For instance, in the 1980s, Windsor Canadian Whisky touted itself as “Canada’s Smoothest Whisky,” with an ad featuring mountaineers roped together and scaling a fearsome peak. “Rugged country. Smooth whisky. Both unforgettable” was the tagline. 

My hunch is that Prohibition gave a boost to “smooth” as a positive descriptor. During the thirteen-year drought, America had fallen out of the habit of regular tippling. The return to alcohol was surely startling. Liquor tasted strong. It must involve sorcery. So manufactures adulterated their liquor with sugar, flavoring, or glycerin, which would make it literally easier to swallow. Something that didn’t taste like liquor was something to be lauded and applauded. That misguided belief continues to this day.

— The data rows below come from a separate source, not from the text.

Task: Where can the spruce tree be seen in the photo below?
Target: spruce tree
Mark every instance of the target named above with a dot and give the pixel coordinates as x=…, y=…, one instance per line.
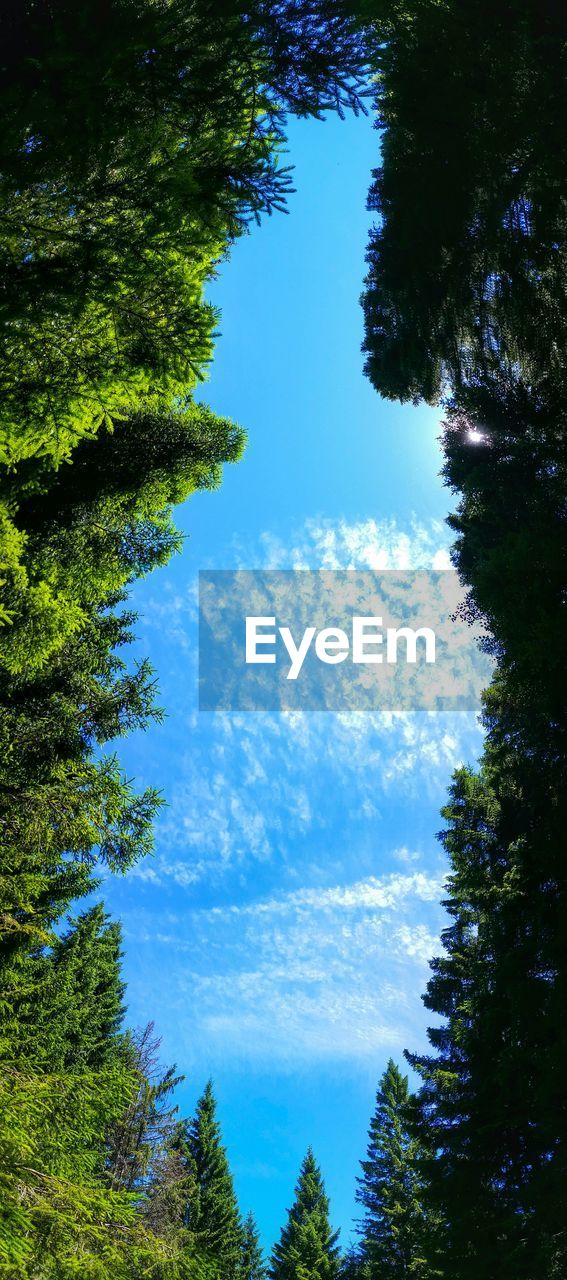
x=213, y=1208
x=252, y=1264
x=394, y=1228
x=69, y=1011
x=307, y=1246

So what you’re saying when you say “smooth” is that you’re enjoying the absence of something unpleasant. This is of limited utility. If someone asks you, “how is your day?” you would not reply, “it is superb because I have not been attacked by feral dogs.” You would speak of something that had happened rather than something that had not. It remains a word with no distinct meaning, like the word “nice.” 

Upon further reflection, I now find “smooth” to be a reasonable foundation stone for describing a liquor. It’s essentially saying that what you’re drinking is better than a glass of carpet tacks. You are saying: “I like it. It is not bad.” But this is not an actual description. It is priming the house. You still need to paint it.  

Proclaiming something to be “smooth” does not necessarily show a lack of discernment. It is merely how one clears one’s throat. And when you clear your throat, people around you will wait in anticipation of your saying something insightful and sparkling. 

I will continue to discount the acuity of anyone who declares a spirit to be “smooth” by 20 percent—but only if they subsequently neglect to paint upon it. So go ahead and pronounce that glass of amber goodness to be smooth. There’s an asshole listening for what’s next.